Several aspects deserve a closer look into the five studies included in this meta-analysis. The association of AF to CVA/TIA depending on the thromboembolic risk profile (CHA₂DS₂-VASc score) is well known and anticoagulation accordingly has its place in current guidelines.^{5 6} The association of not only clinical, but subclinical CVA/TIA to the development of dementia has also been established.^{7 8} The lack of cerebral imaging in most of the included studies renders it difficult to exclude subclinical CVA as a cause of dementia development.
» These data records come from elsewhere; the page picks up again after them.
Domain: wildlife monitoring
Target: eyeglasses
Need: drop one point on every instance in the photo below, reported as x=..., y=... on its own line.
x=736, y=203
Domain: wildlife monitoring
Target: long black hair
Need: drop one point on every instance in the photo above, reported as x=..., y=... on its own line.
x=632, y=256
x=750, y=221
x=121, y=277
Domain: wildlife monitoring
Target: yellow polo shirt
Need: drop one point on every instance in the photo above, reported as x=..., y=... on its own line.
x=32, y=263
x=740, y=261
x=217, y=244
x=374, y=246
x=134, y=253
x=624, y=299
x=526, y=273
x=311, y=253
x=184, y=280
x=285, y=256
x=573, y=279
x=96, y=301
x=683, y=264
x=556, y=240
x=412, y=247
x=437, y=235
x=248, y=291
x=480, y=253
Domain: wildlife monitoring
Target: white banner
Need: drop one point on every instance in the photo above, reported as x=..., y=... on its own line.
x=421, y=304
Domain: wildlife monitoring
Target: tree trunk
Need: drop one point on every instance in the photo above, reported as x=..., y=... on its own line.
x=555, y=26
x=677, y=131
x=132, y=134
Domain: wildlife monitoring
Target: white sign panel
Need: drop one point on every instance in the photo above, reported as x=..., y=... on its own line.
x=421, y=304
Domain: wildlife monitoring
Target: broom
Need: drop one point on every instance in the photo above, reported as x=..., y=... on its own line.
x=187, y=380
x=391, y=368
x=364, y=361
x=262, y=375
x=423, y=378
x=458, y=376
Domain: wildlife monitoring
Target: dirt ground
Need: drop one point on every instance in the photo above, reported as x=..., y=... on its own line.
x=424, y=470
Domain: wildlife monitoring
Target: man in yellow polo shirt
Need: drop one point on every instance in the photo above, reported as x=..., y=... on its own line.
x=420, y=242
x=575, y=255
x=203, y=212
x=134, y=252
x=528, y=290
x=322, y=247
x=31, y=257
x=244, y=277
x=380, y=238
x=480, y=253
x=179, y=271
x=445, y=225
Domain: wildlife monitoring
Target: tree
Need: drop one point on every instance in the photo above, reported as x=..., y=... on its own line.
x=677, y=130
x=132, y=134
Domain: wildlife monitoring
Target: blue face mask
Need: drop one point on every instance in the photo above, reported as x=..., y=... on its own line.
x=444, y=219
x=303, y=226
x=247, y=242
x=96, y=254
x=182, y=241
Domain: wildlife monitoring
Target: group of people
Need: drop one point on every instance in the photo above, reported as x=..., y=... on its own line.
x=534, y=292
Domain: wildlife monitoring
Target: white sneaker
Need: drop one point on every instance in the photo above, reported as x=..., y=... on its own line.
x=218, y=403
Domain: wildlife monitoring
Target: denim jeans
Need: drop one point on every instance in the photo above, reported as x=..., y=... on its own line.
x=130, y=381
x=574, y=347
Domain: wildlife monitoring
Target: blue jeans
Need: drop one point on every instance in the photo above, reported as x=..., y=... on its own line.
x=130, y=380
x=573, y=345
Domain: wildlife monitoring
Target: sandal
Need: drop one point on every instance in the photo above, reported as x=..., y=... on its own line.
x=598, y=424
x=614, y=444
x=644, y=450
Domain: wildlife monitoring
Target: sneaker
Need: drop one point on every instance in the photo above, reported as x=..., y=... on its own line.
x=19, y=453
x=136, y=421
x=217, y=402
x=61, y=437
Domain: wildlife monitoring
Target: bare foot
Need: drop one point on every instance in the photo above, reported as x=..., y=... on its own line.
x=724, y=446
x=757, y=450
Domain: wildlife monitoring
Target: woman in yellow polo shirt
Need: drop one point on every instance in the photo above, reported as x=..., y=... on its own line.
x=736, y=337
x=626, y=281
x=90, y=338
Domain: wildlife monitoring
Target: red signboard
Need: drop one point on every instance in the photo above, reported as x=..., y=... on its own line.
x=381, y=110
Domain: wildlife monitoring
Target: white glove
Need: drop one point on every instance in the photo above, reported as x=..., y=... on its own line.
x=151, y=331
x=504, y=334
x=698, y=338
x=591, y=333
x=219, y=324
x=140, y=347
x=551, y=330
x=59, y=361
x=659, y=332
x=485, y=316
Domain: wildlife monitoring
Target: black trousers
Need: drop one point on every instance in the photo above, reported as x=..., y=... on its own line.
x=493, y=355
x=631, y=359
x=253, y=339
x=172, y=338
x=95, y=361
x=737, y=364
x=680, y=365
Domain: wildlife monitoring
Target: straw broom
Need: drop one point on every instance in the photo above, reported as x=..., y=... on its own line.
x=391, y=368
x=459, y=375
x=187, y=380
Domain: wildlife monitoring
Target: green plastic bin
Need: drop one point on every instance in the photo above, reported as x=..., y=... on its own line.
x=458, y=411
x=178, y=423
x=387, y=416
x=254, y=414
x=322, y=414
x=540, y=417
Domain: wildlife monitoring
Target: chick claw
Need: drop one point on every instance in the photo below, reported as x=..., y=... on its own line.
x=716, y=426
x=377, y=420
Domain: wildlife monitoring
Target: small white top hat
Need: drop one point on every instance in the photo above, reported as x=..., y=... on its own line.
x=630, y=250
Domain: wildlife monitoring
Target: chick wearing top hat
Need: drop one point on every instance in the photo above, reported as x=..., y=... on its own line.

Therefore, care should be taken when assuming an association between AF and dementia independent of repetitive cerebral thromboemboli due to AF leading to both clinical and silent CVA. Although current data suggest an association between AF and an increased risk of dementia independently from stroke/TIA, the same was not true for patients with coronary artery disease.⁹ Overall, further mechanisms like diffuse atherosclerosis, systemic inflammation and repetitive episodes of cerebral hypoperfusion and hypertension due to AF on a microvascular level, as recently suggested by an Italian research group, should be further investigated and taken into account as possible elements involved in the complex pathogenesis of AF-related dementia. To further elucidate a causal relationship, prospective randomised trials with early AF screening and treatment, and its impact on the development and course of dementia supported by cerebral imaging are eagerly warranted. Until then, it will remain hypothetical whether AF screening and management can reduce the burden of AF-associated dementia independent from CVA, and whether it is causally involved in its pathogenesis. The lack of systematic reporting of validated thromboembolic risk assessment tools (such as the CHA₂DS₂-VASc and Anticoagulation and Risk Factors in Atrial Fibrillation (ATRIA), scores) and anticoagulation in this meta-analysis is a limitation. The authors suggest that guideline-conform oral anticoagulation can be assumed in the included studies. Based on the large European PREvention oF thromboemolic events—European Registry in Atrial Fibrillation study with 85% of patients with AF and an elevated thrombembolic risk profile receiving adequate oral anticoagulation, this assumption indeed may be valid.¹⁰

Some methodological limitations have to be considered. Due to the stringent inclusion criteria, the number of studies included in this meta-analysis was low, which increases the CI of the point estimate. No apparent statistical heterogeneity and asymmetry has been reported among the selected studies, although there was a trend towards asymmetry considering the funnel plot in online supplemental figure 1 and given a p value of 0.06. This asymmetry might have been underestimated by the low number of studies analysed. Moreover, diagnostic criteria for dementia and AF were different among the included studies, so that qualitative heterogeneity is possible.

AF is emerging as a systemic disease of the ageing population. As such, confounding factors like therapies, health behaviours and comorbidities should be considered in pooled analyses, which is very difficult to fully adjust for in these kinds of meta-analyses including non-randomised studies. In this context, it is interesting to note that more than three quarters of the population had AF diagnosed after study inclusion, and incident versus previous AF had no impact on the presence of dementia. Of note, previous data support the notion that the length of follow-up is crucial for the strength of the association between AF and dementia. However, Saglietto et al did not correct for this parameter in their metaregression analysis.⁴

In conclusion, this study provides important hints for further exploring the association between AF and dementia. Current progress in medicine should not only seek to prolong life expectancy, but also guarantee a decorous quality of life, and prevention of AF-associated dementia is certainly such an important goal. Second, the mechanisms underlying this association should be better understood considering AF as a systemic disease. Finally, the role played by new anticoagulant therapies should be better investigated with respect to subclinical CVA.